Friday, October 17, 2008

To Every Season...

Here's the problem: I want to be brilliant at everything I do. Not just competent, but brilliant. When I was younger, I not only believed this was possible, I believed that everything I did actually was brilliant. Ah, for those halcyon days of self delusion.

As I grow older, I've come to accept that mere competence at an array of things isn't all that bad. But I also realize that had I really focused on one thing, I might have been brilliant. For me, parts of different things come really easily to me. For instance, with singing I open my mouth and a sound comes out. I've been told by enough random people that I have a good voice to trust that. And when I was in high school, the chorus director brought in some musical specialist who ran me through a bunch of vocal tests and I was deemed "promising." I was strongly, STRONGLY encouraged to pursue a career in opera.

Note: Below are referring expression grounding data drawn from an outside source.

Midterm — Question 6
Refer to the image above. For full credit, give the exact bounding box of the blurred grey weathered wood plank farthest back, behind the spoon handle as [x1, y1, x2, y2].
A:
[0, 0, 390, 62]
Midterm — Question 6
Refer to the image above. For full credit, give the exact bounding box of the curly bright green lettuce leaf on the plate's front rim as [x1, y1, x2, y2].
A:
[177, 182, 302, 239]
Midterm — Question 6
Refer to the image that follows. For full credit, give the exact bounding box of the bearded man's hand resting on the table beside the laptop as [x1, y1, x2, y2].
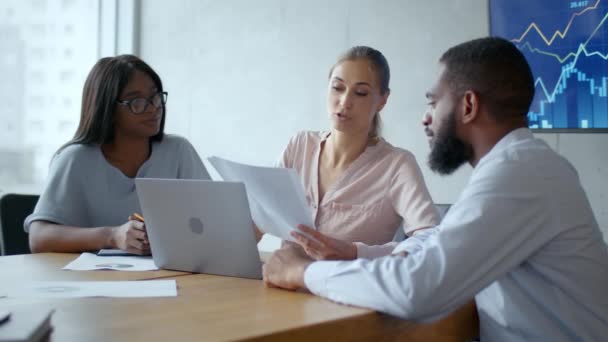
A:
[263, 244, 313, 290]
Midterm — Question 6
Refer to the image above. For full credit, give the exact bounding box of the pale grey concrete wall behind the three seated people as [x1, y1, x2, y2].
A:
[141, 0, 608, 251]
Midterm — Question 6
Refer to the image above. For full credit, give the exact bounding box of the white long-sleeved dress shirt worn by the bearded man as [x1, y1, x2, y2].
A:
[305, 128, 608, 341]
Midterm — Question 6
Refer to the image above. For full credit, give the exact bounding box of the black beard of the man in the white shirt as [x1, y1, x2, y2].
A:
[429, 112, 473, 175]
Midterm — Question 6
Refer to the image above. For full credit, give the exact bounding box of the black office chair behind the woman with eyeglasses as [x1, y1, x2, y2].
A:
[0, 194, 38, 255]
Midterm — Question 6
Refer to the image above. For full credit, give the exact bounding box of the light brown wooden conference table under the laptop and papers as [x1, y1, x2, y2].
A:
[0, 253, 478, 342]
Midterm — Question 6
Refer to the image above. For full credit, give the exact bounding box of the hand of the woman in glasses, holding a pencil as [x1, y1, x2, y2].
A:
[112, 214, 150, 255]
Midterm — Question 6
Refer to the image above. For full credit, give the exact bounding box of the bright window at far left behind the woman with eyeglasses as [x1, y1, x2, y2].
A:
[0, 0, 100, 193]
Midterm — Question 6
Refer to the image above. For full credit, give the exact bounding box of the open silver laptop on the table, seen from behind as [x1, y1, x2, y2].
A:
[135, 178, 262, 279]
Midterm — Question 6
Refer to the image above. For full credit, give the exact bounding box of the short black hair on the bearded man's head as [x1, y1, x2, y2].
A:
[439, 37, 534, 121]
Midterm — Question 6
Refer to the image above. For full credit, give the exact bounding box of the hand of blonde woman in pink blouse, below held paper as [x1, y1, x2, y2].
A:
[290, 225, 357, 260]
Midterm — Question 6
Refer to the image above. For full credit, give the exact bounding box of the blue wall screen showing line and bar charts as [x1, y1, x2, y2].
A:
[490, 0, 608, 130]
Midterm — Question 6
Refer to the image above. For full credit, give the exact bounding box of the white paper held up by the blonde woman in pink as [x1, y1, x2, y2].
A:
[207, 157, 315, 241]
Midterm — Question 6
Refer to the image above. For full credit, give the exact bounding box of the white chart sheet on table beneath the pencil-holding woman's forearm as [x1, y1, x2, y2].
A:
[63, 253, 158, 271]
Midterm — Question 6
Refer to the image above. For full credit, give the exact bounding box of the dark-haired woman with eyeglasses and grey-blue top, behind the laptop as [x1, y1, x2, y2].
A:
[24, 55, 209, 255]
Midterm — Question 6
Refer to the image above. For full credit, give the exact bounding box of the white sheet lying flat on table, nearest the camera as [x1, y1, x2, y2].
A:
[6, 280, 177, 298]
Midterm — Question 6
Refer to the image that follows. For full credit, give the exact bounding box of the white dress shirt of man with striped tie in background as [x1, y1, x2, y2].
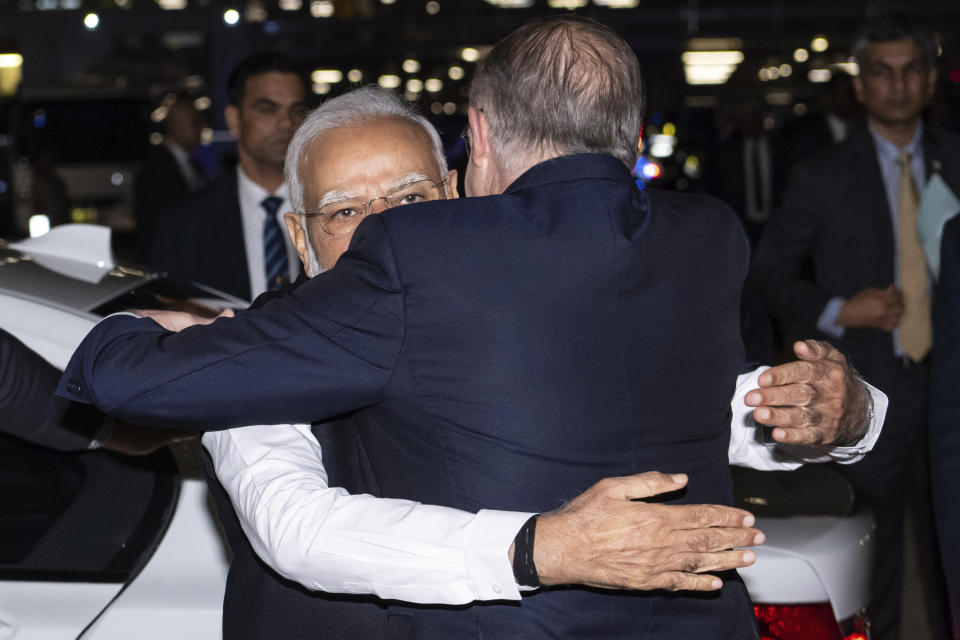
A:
[237, 166, 300, 300]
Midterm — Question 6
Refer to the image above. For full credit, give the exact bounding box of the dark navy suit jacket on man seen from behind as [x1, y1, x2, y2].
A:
[61, 154, 757, 638]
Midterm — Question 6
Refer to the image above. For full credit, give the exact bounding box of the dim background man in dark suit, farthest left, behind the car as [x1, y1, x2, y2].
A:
[134, 98, 206, 263]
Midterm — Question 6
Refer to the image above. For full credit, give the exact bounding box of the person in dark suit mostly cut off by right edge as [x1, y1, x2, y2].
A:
[930, 217, 960, 638]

The problem was I couldn't read music. Still can't, really. I've made stabs at trying to learn, but the minute I hit a key change, I'm done. A "B" is a "B," unless all the way over there on the left of the page there are some symbols. And then you have to count, you can't just "sing along to the piano." So, when I have to sing something, I just have to listen to it and figure out my own formula. I get there somehow, but I have no idea how. That may be talent, but even when I was seventeen I knew that wasn't going to be enough to sustain a professional career in music. I may have had the intellect to learn how all those black dots on a page added up to a song, but I didn't have the patience to figure out how.

Acting was different. I actually went to school, got the degree, and then pursued it as a career. Acting is every bit as demanding as any other profession and requires every bit of discipline as any sport or art. And it was a discipline I understood, a commitment I could make. But because acting requires so much of a personal investment -- at the end of the day an actor only has himself to work with -- I had difficulty separating "professional" from "personal." For me there was no separation, and to be successful I think there has to be. Ultimately, I burned out on acting and it's the only artistic art form I've never been compelled to revisit. I know I'm a good actor, but I don't know how to be a professional actor.

Writing and photography are two art forms that I'm feeling different about. At both, I feel like I have some talent, but not as much as I might have had as a singer or actor. I don't have the passion for either that I had for performing on the stage and I think that might be a good thing. I feel like I can be a little more objective about my work. I don't take the flaws as personally. I recognize a learning curve, and I can live with it. But with that lack of passion come cycles of inspiration. As an actor or singer, even when I didn't feel like it I could get up on stage and give a credible performance. With writing and photography, when I'm not feeling it, I struggle mightily. At least with photography, I have come up with a formula or a routine and fall into that and come up with saleable products that aren't great works of art, but client pleasing. Writing isn't possible at all. If I'm not in the mood to write, then there's nothing going to happen. For the past few months I haven't been feeling the writing thing. This blog is clear evidence of that. But I have been feeling the photography thing, and I think I can see some marked improvement in that work. So, for the past few months I'd given myself permission to allow the writing to sit while I worked on photography.

But this week, as the leaves change, so have my passions, and I'm feeling a return to writing. I'm feeling a little fresher. I have one short story to complete for the collection and then it's time to go back with a critical eye and see what can be done about making the collection a solid, coherent piece. It's a little daunting, but exciting. As I feel the surge for writing, I'm feeling a waning in photography. I'm still interested in it, and I'm not going to give it up -- I do expect to make it a viable business at some point -- but it's time to let that field lie fallow while I cultivate other crops. I'm sort of expecting all of these things to be ready for harvest at about the same time.

My fear and dread in all of this is that because I have this wandering interest, the best I'm ever going to be able to hope for is competence in writing and/or photography. I won't be brilliant in either, but I have to come to terms with competence and can let that be enough. I think it just might be.